O Recife é um lugar onde a prática artística sempre se desenvolveu tradicionalmente em grupo, até mesmo porque esse é o local, a priori, no qual se formam os artistas, sendo assim, a companhia de dança consolidou-se, por aqui, no papel duplo de escola-trabalho. As mudanças que as novas configurações socioeconômicas impuseram não conseguiram transformar totalmente a realidade da cena pernambucana. Atenta ao fato, a Mostra Brasileira de Dança, produzida por Paulo de Castro e Iris Macedo, garante a presença de grandes companhias em sua diversificada grade de atrações, com ingressos a preços populares e até entrada franca.

MUITOS INTÉRPRETES
Merece um destaque especial o espetáculo da Compassos Cia. de Dança (PE), Três mulheres e um bordado de sol. Prestes a comemorar 25 anos de trajetória, a companhia dirigida por Raimundo Branco, sempre investiu em elencos numerosos, mesmo sabendo da dificuldade que essa escolha acarreta. “Para mim, a experiência em grupo é muito mais rica, porque favorece a troca e possibilita que a gente discuta o corpo de uma forma macro, proporcionando o amadurecimento profissional e pessoal dos artistas. Procuro sempre perceber a quantidade de intérpretes que cada obra pede, mas como gosto de trabalhar conflitos de personagens, acabo por criar para grupos de mais de cinco pessoas”justifica Branco. Para falar do feminino a partir da poética, obra e biografia de Clarice Lispector, Edith Piaf e Frida Kahlo, ele escolheu sete intérpretes, incluindo o iluminador Eron Villar, que tem destacada atuação no elenco. Concebido para um espaço de área livre, com cadeiras móveis para os espectadores, a obra tem no público um partícipe, que compõe o espetáculo junto aos bailarinos. A profundidade de uma pesquisa desenvolvida por mais de três anos ininterruptos aparece nas cenas dramáticas e envolventes de Três mulheres e um bordado de sol. Impressiona também a unidade da companhia, onde todos os intérpretes apresentam o mesmo nível e estão inteiros na proposta; contando a história em um movimento fluido e coeso, mas sem esconder os valores subjetivos de cada bailarino-ator. “As narrativas que me interessam explorar são muito imagéticas e não dá para desenvolver determinadas ideias em solos ou duos. As histórias que quero contar têm muitos personagens, relações complexas e situações de conflito sempre”, explica Branco.

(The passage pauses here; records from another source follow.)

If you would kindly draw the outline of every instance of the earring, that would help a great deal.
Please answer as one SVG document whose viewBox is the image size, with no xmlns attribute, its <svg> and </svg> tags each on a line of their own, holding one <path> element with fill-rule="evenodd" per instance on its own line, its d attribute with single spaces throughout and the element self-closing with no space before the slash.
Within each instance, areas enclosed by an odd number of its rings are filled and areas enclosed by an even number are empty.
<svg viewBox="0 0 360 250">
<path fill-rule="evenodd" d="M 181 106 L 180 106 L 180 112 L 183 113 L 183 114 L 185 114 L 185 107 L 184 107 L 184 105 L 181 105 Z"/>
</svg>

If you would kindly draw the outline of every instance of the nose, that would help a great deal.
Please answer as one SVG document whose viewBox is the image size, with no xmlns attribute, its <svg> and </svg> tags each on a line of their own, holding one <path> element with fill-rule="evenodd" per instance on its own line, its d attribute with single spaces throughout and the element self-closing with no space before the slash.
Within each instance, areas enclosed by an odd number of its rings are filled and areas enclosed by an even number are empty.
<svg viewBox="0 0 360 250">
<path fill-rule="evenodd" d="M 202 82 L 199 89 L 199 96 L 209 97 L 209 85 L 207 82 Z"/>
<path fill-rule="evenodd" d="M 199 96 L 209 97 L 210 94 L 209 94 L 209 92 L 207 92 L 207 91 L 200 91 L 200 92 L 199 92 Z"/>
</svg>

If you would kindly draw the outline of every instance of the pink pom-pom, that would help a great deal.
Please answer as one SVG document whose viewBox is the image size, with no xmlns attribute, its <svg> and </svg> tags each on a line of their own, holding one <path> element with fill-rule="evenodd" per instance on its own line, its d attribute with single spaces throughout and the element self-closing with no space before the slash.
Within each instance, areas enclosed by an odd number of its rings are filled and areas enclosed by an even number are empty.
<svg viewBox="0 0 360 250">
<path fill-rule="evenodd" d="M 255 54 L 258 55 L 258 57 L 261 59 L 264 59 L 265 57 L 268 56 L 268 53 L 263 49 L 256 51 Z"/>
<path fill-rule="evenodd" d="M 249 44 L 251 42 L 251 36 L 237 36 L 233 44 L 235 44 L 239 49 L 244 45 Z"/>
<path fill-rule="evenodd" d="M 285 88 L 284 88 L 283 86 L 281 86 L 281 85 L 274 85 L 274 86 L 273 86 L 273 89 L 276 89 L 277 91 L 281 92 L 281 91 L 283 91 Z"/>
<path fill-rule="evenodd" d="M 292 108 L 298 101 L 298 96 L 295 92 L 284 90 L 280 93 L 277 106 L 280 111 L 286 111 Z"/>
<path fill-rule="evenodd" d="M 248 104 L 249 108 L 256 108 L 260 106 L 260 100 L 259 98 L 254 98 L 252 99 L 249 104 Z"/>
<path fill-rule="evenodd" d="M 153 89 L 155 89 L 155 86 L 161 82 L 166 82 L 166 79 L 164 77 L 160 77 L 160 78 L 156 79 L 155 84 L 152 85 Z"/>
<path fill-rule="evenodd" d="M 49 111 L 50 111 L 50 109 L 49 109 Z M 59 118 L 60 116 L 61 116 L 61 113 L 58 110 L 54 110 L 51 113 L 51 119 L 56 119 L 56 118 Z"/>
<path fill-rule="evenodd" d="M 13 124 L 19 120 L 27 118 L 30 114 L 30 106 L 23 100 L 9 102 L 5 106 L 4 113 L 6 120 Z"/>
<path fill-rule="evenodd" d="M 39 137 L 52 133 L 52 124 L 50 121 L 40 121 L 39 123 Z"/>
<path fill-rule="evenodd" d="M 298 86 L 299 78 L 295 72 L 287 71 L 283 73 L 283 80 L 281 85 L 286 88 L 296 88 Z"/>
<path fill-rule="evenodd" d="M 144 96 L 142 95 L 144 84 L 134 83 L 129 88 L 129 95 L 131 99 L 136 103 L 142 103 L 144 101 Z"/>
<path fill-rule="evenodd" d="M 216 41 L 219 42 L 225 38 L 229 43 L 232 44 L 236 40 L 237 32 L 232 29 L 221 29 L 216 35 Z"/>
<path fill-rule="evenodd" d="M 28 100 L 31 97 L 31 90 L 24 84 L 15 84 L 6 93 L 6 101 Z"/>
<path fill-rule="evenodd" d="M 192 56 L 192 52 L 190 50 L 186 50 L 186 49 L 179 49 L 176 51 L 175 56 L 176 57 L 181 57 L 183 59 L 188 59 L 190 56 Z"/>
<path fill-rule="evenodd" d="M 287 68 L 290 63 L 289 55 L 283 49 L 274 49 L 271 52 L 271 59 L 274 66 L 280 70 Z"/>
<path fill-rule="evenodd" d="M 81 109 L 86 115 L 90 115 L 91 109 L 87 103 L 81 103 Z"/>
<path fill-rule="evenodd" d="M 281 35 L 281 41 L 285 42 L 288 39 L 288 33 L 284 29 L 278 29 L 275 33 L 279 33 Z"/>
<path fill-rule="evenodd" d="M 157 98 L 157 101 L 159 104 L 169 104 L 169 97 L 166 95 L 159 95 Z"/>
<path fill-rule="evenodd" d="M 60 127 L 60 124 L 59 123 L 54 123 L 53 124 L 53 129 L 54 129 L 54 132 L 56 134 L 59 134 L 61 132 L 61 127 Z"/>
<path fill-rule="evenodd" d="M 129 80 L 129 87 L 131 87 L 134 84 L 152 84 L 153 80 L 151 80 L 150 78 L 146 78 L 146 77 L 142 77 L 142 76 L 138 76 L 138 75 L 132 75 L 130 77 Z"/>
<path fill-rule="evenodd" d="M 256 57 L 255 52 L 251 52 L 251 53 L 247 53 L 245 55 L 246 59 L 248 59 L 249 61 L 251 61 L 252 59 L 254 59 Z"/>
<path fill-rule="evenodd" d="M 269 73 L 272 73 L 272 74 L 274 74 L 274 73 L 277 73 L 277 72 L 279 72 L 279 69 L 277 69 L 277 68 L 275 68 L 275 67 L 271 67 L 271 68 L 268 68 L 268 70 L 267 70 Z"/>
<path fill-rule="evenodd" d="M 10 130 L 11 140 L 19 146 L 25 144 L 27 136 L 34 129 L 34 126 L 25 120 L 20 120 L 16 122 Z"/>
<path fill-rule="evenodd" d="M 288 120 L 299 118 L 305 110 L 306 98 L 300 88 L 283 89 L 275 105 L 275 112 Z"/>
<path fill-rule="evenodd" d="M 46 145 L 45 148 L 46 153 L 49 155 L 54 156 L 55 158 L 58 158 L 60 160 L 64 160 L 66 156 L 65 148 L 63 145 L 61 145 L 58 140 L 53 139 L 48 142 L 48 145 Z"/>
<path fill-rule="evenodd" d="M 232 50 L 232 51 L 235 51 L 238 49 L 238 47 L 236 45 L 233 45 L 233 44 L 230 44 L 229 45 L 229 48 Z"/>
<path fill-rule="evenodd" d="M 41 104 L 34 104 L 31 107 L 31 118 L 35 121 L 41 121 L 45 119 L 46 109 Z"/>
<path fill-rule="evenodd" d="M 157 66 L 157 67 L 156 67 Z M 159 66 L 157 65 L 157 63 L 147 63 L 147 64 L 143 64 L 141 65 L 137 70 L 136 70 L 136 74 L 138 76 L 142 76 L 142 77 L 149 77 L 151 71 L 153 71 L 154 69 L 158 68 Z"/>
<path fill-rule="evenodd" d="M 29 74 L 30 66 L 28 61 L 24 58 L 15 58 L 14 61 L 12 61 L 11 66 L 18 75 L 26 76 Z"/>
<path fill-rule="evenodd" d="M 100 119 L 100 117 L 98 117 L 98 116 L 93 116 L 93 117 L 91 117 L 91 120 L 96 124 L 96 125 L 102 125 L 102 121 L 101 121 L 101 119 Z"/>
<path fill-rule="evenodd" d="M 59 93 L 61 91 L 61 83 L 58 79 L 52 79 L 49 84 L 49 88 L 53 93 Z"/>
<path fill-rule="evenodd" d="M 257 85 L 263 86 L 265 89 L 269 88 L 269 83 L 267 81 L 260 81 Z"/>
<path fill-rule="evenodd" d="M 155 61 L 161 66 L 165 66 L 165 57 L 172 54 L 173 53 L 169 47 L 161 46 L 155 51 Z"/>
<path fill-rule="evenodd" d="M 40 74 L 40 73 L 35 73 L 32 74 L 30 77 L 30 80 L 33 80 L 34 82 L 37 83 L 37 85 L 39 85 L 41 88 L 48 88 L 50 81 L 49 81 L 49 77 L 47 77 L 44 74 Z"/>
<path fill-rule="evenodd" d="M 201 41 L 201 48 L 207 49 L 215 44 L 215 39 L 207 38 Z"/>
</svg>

Quem vê a Compassos em cena, percebe o entrelaçamento de linguagens que compõe o perfil da companhia. Dança, teatro e capoeira dialogam com música, cinema, artes visuais e literatura – como era a intenção de Raimundo Branco quando criou o grupo. “A culpa é de André Madureira, diretor do Balé Popular do Recife, que me mostrou há muito tempo que dá para trabalhar dança, teatro, capoeira, tudo junto num mesmo espetáculo”Seguindo essa trilha, Branco apostou na formação múltipla dos seus bailarinos, e o resultado aparece agora consolidado e maduro em Três mulheres e um bordado de sol. 

CHRISTIANE GALDINO, jornalista, professora e doutoranda em Antropologia pela UFPE.